The founder of modern action theory is a philosopher named GEM Anscombe; I cannot recommend her book, Intention, highly enough. My answer is based entirely on her work.
Consider the following exchange:
"I'm going to go throw up."
"Why?"
"This tuna-fish sandwich was rancid!"
and contrast it with:
"I'm going to go throw up."
"Why?"
"I need to appear to be ill so they keep me on bed rest."
The first answer gives a cause---eating rancid food---and the second gives a reason---it will prevent the speaker from being taken off of bed rest. One is not reducible to the other. The reason for the action is the explanation of why the action is desirable, while the cause of the action is the explanation of how it came about. (Notably, in both cases, I can give a whole physicalist story about how someone came to throw up, and both will involve motions of the gag reflex and so on. But nowhere in either story will we find reference to any future event, because future events cannot cause past events.)
Anscombe has more to say to rebut physicalism than just that. Her discussion is too complex to be summarized here so I won't try. But as a disclaimer: she's never going to deny that we need brains to be conscious, or that damage to the brain doesn't cause corresponding damage to our ability to think. And humans aren't exceptions to any physical laws. But you won't be able to explain human actions exclusively in terms of physical laws.
Now dualists will say the real cause of the action was a desire or inner movement of the will in the actor. But this is implausible on several grounds.
If a desire were apt to cause actions, instead of just taking part in explaining them, having a desire would be sufficient for action. Now it's certainly true that a desire is a sufficient reason to act. But it is not sufficient to cause action; if it were, then according to the standard (Humean) account of causation, in every case where I had a desire, I would act on it. If I see something I like in a store, and I desire it, I don't have to walk in and buy it. There is no puzzle in this scenario; I just decided not to buy it.

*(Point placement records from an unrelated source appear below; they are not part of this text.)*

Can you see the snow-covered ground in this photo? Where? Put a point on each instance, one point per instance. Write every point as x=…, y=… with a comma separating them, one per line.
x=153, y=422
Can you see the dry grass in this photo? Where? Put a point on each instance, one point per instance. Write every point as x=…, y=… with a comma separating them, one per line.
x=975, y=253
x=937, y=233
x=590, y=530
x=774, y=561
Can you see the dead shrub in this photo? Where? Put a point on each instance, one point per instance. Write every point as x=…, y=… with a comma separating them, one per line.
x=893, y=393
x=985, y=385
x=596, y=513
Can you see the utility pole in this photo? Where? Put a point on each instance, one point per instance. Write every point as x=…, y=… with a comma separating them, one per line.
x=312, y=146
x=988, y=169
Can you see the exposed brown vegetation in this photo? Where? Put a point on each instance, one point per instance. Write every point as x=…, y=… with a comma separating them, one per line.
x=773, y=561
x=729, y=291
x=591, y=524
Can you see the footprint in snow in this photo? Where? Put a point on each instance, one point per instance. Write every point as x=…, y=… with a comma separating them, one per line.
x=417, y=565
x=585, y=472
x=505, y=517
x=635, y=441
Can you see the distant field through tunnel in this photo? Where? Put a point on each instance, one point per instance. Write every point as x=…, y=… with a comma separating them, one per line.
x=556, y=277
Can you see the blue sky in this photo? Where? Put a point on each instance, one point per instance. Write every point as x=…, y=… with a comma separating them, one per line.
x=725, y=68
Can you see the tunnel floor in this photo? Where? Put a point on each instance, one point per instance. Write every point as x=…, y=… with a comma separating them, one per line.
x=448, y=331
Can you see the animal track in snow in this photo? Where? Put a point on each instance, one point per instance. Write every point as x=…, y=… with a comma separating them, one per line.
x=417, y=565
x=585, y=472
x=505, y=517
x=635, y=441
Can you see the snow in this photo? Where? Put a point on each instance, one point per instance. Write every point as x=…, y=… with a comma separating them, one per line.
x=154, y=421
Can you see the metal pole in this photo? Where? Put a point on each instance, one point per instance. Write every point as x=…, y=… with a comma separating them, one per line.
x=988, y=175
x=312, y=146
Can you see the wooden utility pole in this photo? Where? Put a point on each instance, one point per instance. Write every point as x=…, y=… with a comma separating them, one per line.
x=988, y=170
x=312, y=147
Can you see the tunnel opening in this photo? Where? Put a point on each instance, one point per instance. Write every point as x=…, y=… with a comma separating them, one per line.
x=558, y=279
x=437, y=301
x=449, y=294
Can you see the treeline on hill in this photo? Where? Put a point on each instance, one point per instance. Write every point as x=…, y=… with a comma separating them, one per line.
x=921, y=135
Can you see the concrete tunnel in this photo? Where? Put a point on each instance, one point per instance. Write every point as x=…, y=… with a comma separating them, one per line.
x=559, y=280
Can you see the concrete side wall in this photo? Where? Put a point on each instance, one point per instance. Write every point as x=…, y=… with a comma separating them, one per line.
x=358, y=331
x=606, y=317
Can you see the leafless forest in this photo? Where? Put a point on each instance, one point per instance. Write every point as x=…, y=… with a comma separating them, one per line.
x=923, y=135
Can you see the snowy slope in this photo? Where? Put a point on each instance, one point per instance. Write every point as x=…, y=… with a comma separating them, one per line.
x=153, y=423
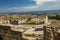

The obvious response: but then I chose not to. And this choice is supposed to be some kind of inner movement. An act of will. But can there be a connection between an inner movement so conceived and a physical event movement? For instance: raise your arm. Did you observe any inner movement, or did you just do it? Now, instead of raising your arm, will that your arm raises. If this has any meaning other than "raise your arm" it can only be something along the lines of "say, 'Raise! Raise!' in your head". And if it did only mean "raise your arm"---then what was the point of the different phrasing? What work did "the will" do in that case? None at all.
Her book is full of fascinating insights and little experiments like that. I really like it a lot.
For an architectonic view of causation and thought that is almost entirely compatible with Anscombe, and fills in a lot of troublesome background details, I recommend PMS Hacker's Human Nature: The Categorial Framework (hopefully available at a library near you because it is quite pricey otherwise). And of course both Anscombe and Hacker build heavily off the ideas of the later Wittgenstein, whose magnum opus is titled Philosophical Investigations.